Management of RBD images in the Dashboard module has been challenging due to its low performant behaviour with a high enough number of images. With enough images tables would see long loading times which might seem infinite rendering them unusable.

After introducing server side pagination with RBD images we've been able to see a clear and expected reduction of around 99% in latency.

With around 50 images and upwards managing RBD images was a hassle. In the following videos, 2048 images were created to display the differences between versions.

Loading 2048 images before adding pagination:

 

Loading 2048 images after adding pagination:

 

Tradeoffs

Introducing pagination didn't come without tradeoffs. After running some experiments we noticed that retrieving all data of an image could take a considerable amount of time ranging from 10ms-30ms, meaning that gathering all images to later paginate is virtually impossible.
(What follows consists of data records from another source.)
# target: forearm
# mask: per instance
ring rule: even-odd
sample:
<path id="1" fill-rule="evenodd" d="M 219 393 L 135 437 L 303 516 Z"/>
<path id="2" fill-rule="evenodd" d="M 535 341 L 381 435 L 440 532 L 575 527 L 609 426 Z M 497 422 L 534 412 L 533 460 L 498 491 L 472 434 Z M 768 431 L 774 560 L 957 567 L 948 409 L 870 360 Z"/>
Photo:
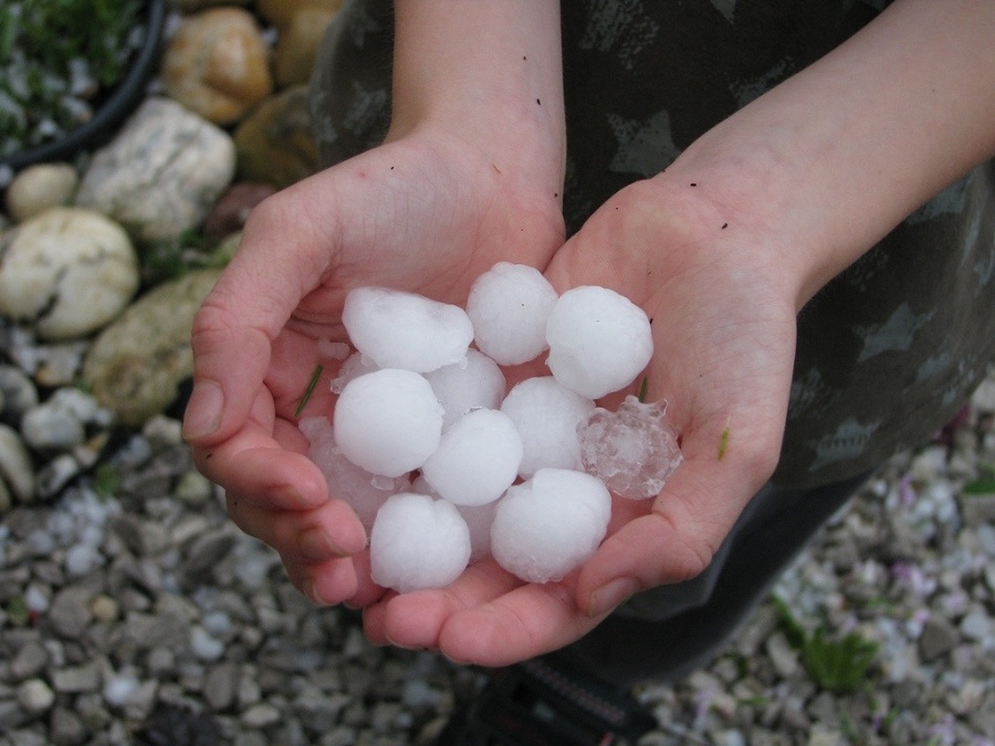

Luckily, we can gather all of the references to images in a short amount of time, for example, 2048 references were retrieved in 10ms.

Sorting and searching images is now limited to image names, pools and namespaces because of the limitations of these references, but the management of RBD images is now available to use at greater scale.

Future plans

RBD images is not the only affected table to scalability issues. OSDs, services, alerts, hosts and inventory are targets for future optimizations which should include pagination, but due to the fact of varying APIs for each of those components, major refactoring is needed in order to fit each case.